Candy-cane recently looked at me, whimpered a pitiful mew and gave up the ghost last week. She was SUCH a sweetie - the ONLY time she came in the house was her last day. All her previous generations are gone in one way of the other. A tom cat from her last litter has been coming inside and eating in my kitchen and recently has started sleeping behind my organ for an hour or so, then going outside till supper-time where he’ll come in for a quick snack - then it’s back outside till the next morning and we do it all over again - he’s about 6 months old. I would assume he’s getting used to me as sometimes he’ll flop over and show me his belly; will let me gently pet him there.

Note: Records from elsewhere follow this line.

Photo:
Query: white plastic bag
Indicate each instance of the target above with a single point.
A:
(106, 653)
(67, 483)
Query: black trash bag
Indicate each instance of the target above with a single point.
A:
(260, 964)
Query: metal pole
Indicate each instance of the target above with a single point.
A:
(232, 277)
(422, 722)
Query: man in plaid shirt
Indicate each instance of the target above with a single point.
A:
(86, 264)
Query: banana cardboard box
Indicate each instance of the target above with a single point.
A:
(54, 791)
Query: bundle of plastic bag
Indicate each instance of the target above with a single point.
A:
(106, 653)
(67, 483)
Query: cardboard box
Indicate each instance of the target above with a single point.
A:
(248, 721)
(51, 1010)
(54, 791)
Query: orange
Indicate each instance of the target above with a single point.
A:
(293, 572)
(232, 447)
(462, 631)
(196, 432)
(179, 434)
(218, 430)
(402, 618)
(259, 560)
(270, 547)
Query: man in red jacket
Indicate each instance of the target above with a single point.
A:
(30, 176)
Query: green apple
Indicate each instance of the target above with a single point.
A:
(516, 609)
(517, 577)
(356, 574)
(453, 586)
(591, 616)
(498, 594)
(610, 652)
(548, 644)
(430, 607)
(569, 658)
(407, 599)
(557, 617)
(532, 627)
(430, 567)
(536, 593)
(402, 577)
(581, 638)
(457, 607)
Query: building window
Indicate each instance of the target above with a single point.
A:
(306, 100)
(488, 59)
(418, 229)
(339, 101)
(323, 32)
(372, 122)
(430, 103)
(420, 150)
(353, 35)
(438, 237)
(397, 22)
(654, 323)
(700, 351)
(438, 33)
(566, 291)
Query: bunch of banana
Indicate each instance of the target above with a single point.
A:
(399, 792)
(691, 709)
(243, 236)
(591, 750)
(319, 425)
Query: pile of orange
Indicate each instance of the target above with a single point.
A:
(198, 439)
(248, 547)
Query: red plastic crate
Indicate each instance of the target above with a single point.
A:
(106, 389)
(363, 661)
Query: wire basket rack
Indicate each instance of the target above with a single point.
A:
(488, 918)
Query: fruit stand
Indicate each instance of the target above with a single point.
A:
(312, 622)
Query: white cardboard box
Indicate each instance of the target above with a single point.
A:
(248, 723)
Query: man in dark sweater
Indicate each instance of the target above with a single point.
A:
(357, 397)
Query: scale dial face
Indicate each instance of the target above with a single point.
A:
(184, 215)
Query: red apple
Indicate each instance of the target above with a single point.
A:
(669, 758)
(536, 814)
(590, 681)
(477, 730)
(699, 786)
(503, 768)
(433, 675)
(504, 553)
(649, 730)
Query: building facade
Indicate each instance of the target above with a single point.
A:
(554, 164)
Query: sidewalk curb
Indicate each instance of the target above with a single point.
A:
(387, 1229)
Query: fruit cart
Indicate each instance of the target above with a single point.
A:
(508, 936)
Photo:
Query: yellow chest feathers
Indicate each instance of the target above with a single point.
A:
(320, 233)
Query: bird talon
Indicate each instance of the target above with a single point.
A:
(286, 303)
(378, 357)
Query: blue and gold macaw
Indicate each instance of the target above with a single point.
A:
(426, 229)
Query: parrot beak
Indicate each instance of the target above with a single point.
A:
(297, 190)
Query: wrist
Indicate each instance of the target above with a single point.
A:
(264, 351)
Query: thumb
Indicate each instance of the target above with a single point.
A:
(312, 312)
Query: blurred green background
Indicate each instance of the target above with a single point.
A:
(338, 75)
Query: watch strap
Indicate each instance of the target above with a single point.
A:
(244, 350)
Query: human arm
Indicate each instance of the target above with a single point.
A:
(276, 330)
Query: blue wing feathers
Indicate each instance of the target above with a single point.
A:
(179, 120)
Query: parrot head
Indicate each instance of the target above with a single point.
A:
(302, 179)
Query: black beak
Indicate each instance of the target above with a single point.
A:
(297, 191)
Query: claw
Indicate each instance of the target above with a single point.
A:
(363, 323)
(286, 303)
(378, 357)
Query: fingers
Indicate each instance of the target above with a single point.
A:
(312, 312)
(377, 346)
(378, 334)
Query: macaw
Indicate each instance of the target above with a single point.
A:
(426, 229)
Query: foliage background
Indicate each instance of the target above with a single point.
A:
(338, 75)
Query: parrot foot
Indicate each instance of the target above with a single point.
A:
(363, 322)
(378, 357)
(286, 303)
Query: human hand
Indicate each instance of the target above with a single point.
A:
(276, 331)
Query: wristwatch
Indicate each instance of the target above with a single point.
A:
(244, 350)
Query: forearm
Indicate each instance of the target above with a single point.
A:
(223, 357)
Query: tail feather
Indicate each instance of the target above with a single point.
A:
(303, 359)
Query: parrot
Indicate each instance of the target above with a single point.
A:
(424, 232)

Today, he’s been inside sleeping behind the organ for 5 hours! I’m trying to tip-toe around and not do anything noisy to let him rest so he knows he’s safe from the other toms outside that’ve been trying to usurp HIS territory since his momma passed. I’ve never seen a cat sleep this long - ‘ya think he’s okay and just needs a nice rest in a safe warm spot after surviving the night? I don’t dare leave him alone as he’s not housebroken, but will be getting some unscented clay litter for him Monday morning…. The next step will be attempting to introduce him to the litter box. Here’s Grayson:

Thanks for the read…. 😊


----------



## miscellaneous (May 24, 2021)

Sorry this response is so late, and I'm so terribly sorry for the loss of your Candy-cane. 

Grayson is adorable! How are you all doing now?


----------